Contract Law

The power of a solo signature: A dual director / secretary’s authority to execute   

Hino Group Pty Ltd v Singh and Anor [2024] NSWDC 124

Andrew Hales | Karen Hanigan | Jasper Choi

Key takeout

A director who is also a company secretary of a multi-director company, can validly execute a contract for sale of a property on the company’s behalf under section 127(1)(b) of the Corporations Act 2001 (Cth) without an additional director signatory. 

Facts

This decision concerned a contract for the sale of an ‘off the plan’ apartment in Barangaroo, Sydney with a purchase price of $7.1 million.  The contract was executed on behalf of the vendor, Hino Group Pty Ltd (Hino), by Mr Wan, who was both a director and the company secretary of the company.  At the time of execution, the other director was Mr Wan’s mother, Ms Huang.  The reason Ms Huang became a director was so she could execute documents on the company’s behalf when Mr Wan was overseas.  Her evidence was that she thought a single director could sign documents on the company’s behalf.

The defendant purchasers paid a holding deposit of $17,750 but failed to pay the $692,250 outstanding balance of the deposit.  Hino issued a notice of termination and a letter of demand for payment of the outstanding deposit.

The purchasers contested their obligation to pay the balance of the deposit, arguing that the contract was not executed in accordance with either the Corporations Act or Hino’s company constitution, thereby invalidating the agreement.

Singh challenged the validity of Mr Wan’s execution on the grounds that it was:

  • not in accordance with the Corporations Act;
  • not in accordance with Hino’s company constitution; and
  • not validly ratified.

Decision  

The court found that the contract for sale was validly executed by Mr Wan in accordance with s 127(1)(b) of the Corporations Act and the company’s constitution.  Judgment was entered for Hino, requiring the purchasers to pay the balance of the deposit plus interest and costs. 

This decision affirms and follows Zhang v BM Sydney Building Materials Pty Ltd [2016] NSWCA 166, which confirmed that parties dealing with a company were entitled to assume that the company’s constitution had been complied with and that a director had been duly appointed and had authority to exercise the powers customarily performed by a director of a similar company.  That included relying on execution of a document where a signature appeared above the word ‘director’ or ‘secretary’ (as the case may be) without needing to make any enquiry, and without checking the appointment or name of the director or the veracity of the signature.
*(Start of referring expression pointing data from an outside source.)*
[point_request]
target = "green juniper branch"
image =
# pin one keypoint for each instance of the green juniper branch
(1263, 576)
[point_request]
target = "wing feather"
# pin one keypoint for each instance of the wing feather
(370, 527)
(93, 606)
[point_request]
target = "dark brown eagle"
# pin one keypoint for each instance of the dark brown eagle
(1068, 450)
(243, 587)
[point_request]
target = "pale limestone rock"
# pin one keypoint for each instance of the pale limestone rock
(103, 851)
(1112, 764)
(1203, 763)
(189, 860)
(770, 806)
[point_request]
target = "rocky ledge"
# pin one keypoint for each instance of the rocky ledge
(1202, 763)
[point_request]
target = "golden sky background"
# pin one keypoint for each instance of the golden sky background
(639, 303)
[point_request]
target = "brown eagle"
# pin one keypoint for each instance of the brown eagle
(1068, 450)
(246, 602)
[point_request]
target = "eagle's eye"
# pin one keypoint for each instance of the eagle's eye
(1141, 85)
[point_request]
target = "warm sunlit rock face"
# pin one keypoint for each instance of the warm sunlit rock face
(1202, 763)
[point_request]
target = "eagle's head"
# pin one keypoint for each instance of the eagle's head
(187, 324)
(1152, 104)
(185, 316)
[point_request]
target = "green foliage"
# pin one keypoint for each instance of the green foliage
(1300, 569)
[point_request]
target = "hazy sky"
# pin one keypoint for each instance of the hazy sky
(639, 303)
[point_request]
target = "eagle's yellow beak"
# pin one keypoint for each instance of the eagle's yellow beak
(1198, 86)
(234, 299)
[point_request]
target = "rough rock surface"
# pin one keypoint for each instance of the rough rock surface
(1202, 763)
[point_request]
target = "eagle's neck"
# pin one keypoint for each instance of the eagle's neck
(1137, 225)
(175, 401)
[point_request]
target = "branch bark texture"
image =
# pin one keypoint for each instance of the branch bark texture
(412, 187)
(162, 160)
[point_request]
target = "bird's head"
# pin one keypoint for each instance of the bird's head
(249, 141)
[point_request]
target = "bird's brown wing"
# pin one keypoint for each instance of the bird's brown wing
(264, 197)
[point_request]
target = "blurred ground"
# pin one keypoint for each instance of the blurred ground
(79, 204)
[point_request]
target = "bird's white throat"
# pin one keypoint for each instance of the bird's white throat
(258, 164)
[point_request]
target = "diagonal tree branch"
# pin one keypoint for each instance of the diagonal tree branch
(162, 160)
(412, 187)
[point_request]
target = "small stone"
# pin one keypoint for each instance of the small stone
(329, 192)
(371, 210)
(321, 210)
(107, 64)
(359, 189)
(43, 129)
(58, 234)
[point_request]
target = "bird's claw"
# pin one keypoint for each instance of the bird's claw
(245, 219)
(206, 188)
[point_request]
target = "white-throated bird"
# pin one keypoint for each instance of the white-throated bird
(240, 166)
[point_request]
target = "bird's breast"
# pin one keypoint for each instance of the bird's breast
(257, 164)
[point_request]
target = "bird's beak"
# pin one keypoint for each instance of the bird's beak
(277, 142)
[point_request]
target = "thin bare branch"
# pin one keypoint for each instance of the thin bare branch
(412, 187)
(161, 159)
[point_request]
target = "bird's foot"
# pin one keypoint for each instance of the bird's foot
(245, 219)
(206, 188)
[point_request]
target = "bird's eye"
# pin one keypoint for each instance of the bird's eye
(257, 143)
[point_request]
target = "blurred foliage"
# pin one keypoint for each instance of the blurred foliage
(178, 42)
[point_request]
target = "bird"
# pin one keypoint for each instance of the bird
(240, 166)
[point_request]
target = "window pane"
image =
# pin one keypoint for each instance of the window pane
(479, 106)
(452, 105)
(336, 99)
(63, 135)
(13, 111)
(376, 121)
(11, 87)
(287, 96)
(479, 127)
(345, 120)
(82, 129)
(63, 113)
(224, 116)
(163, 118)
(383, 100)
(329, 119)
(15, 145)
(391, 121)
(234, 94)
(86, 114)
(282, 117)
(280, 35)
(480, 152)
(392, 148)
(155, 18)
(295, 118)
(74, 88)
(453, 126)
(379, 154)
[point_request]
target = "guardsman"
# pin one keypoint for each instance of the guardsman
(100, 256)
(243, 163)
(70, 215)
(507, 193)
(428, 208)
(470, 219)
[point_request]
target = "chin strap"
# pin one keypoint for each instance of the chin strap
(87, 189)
The relevant clause of the company’s constitution stated that: ‘…or 1 director who is a sole director or who is both a director and company secretary may…execute a negotiable instrument or other documents’.  The court held that these words are not to be interpreted as being confined to sole director companies.

The court also concluded that even if Mr Wan failed in the manner in which he executed the contract to comply with the Corporations Act and the company’s constitution, Hino had unequivocally ratified Mr Wan’s alleged ‘unauthorised’ execution of the contract.

An argument that the serving of a letter of demand together with a notice of termination had the combined effect of extending the time to pay the balance due was also rejected by the court.